Sudden Infant Death Syndrome (SIDS) – is this the cause?

 

As a pastor, I ran into several cases of SIDS – Sudden Infant Death Syndrome.  Every one was tragic.  The parents sometimes went to pieces emotionally, blaming themselves, blaming God, unable to accept that their otherwise perfectly normal, healthy baby had gone to sleep and never woken up again.  Some were able to recover their mental and emotional balance, and have more children.  Some never did.  Even worse, sometimes law enforcement entered the situation, particularly if a family had more than one episode of SIDS among their offspring.  That appeared to automatically trigger official suspicion that foul play might have been involved.  Sometimes it was very hard to prove the negative – that it wasn’t foul play at all, but simply a medical/health tragedy.

For decades the cause of SIDS has been unknown.  Now an Australian hospital has claimed to have identified a biochemical marker that appears to indicate heightened risk of SIDS among babies.

Sudden Infant Death Syndrome (SIDS) may soon be a thing of the past thanks to a world-first breakthrough at The Children’s Hospital at Westmead.

. . .

Researchers have identified Butyrylcholinesterase (BChE) as the first biochemical marker that could help detect babies more at risk of Sudden Infant Death Syndrome (SIDS) while they are alive.

. . .

The study found that BChE levels were significantly lower in babies who subsequently died of SIDS compared to living controls and other infant deaths.

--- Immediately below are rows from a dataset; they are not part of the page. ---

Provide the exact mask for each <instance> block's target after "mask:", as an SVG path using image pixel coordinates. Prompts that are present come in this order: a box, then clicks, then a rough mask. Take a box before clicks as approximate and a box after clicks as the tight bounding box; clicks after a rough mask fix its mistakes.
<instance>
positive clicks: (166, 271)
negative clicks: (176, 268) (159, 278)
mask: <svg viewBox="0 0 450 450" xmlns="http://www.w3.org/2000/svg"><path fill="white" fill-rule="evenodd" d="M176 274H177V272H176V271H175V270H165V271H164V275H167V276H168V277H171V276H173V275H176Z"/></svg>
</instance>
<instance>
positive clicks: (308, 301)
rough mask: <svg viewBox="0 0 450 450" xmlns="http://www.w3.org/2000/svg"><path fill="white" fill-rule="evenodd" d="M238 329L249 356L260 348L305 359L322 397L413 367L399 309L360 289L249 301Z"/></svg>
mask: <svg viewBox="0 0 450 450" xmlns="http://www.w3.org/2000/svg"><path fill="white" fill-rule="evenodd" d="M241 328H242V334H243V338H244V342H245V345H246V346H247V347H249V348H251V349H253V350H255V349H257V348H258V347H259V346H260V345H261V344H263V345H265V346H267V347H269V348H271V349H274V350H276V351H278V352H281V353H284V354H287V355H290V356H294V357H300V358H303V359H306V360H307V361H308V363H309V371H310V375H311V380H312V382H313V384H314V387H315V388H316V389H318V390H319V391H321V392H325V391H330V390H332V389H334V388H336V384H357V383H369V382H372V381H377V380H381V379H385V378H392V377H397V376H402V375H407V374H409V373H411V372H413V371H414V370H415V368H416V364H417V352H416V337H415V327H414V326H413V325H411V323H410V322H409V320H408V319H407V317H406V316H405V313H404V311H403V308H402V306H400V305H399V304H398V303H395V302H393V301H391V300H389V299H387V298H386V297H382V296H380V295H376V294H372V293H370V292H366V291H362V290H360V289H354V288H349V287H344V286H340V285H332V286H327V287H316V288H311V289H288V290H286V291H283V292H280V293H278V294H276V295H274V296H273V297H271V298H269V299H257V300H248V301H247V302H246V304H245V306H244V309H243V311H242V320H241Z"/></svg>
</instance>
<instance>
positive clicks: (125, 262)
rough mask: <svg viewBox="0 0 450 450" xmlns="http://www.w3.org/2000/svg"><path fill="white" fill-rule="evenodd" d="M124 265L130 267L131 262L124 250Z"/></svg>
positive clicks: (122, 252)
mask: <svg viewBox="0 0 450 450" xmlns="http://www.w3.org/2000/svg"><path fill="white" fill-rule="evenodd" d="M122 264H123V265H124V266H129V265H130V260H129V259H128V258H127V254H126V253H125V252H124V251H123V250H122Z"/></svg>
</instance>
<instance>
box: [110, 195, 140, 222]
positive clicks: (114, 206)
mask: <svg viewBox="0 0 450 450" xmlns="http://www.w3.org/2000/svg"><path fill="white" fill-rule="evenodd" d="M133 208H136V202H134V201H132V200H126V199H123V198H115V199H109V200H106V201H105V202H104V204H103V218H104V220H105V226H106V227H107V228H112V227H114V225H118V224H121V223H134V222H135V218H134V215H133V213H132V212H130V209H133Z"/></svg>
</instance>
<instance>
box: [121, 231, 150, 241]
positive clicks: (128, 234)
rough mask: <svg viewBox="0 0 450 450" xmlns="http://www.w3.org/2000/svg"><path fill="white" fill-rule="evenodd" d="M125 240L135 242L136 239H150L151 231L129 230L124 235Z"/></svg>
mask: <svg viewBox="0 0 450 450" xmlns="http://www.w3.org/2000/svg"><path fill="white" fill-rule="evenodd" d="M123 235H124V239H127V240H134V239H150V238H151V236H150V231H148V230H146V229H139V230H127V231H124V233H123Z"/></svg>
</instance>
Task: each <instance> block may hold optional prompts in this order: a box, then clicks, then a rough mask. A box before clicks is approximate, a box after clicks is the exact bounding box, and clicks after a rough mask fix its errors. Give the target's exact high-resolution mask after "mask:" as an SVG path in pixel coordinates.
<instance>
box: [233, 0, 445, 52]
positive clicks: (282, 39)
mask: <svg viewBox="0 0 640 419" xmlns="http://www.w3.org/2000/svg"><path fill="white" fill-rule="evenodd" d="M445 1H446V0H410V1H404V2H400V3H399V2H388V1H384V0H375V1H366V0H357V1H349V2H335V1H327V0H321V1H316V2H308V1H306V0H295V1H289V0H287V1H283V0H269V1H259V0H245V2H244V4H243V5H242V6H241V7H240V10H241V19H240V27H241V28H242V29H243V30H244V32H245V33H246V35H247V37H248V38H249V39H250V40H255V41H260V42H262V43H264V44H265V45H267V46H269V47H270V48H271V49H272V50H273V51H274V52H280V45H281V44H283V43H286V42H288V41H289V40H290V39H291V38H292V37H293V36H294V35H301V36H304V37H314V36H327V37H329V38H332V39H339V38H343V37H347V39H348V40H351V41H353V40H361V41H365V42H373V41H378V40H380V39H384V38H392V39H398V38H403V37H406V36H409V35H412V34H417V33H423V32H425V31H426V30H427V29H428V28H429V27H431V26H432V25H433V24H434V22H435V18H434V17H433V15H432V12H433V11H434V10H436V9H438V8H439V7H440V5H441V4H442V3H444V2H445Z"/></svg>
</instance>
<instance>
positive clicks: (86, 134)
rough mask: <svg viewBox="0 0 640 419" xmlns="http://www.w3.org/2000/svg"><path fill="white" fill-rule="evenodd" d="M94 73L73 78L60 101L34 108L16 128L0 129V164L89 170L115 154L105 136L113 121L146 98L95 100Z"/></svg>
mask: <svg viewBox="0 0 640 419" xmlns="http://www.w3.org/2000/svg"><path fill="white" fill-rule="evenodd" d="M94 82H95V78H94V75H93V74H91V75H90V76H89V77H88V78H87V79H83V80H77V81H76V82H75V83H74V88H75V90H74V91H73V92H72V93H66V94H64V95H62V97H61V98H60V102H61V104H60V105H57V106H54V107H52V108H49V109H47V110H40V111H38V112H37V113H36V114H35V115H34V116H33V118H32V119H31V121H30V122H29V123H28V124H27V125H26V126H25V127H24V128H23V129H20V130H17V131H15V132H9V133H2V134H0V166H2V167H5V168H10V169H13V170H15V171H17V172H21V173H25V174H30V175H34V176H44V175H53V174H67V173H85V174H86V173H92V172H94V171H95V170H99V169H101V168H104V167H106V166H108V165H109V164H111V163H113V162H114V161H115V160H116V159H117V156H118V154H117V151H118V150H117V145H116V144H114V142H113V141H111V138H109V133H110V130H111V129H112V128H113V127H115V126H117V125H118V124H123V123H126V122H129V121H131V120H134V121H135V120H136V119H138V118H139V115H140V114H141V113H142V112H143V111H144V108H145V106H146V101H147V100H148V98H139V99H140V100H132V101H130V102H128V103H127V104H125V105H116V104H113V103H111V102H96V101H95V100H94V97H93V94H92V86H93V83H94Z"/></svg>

BChE plays a major role in the brain’s arousal pathway and researchers believe its deficiency likely indicates an arousal deficit, which reduces an infant’s ability to wake or respond to the external environment, causing vulnerability to SIDS.

. . .

The next step for researchers is to begin looking at introducing the BChE biomarker into newborn screening and developing specific interventions to address the enzyme deficiency. It is expected this will take around five years to complete.

There’s more at the link.

Of course, we don’t yet know whether there are additional “markers” that may be involved.  Research will be ongoing, I’m sure.  Nevertheless, if this claim can be proved and a treatment devised, it offers hope for countless families going forward.  At-risk babies can be speedily identified and treated prophylactically, hopefully preventing SIDS from occuring.

Faster, please!  I’ve never forgotten the heartbreak of parents who’ve lost a child to SIDS.  I hope and pray this will end that tragedy forever.

Peter

5 comments

  1. SIDS was the biggest fear I had when my daughter was born. She is almost 17, and I still check on her almost every night. I cannot imagine the pain of losing a child to SIDS, and I pray that this leads to not only the ability to identify children at risk, but also a way to prevent another death.

  2. If this can only identify the risk, it will be very important. A treatment would be even better. We certainly live in the best of times.

  3. I was so frightened of this, that my daughter co-slept with me for the first week or two, with my hand on her back to feel that she was breathing. My daughter and grandson sleep in the same bedroom, and my daughter is still plagued by fear when she can't hear him stirring or mumbling in his sleep at night.
    One of the other women in a group of writers that we both follow lost her two-month-old son to SIDS about two years ago. Put him down for a nap … and found him beyond revival several hours later. She was wrecked – we all were, just hearing about it. She had already lost one child to a botched delivery, but she and her husband did have another child, a little girl, later.
    It would be so good, if this is found to be the indicator for SIDS…

  4. I think my first memory of someone I knew actually dying was a friend's little brother dying of SIDs. However, I think he was a toddler, if that's possible.

    As a parent, I admit I was concerned about it, but not to the point of buying those special monitors that probably didn't work.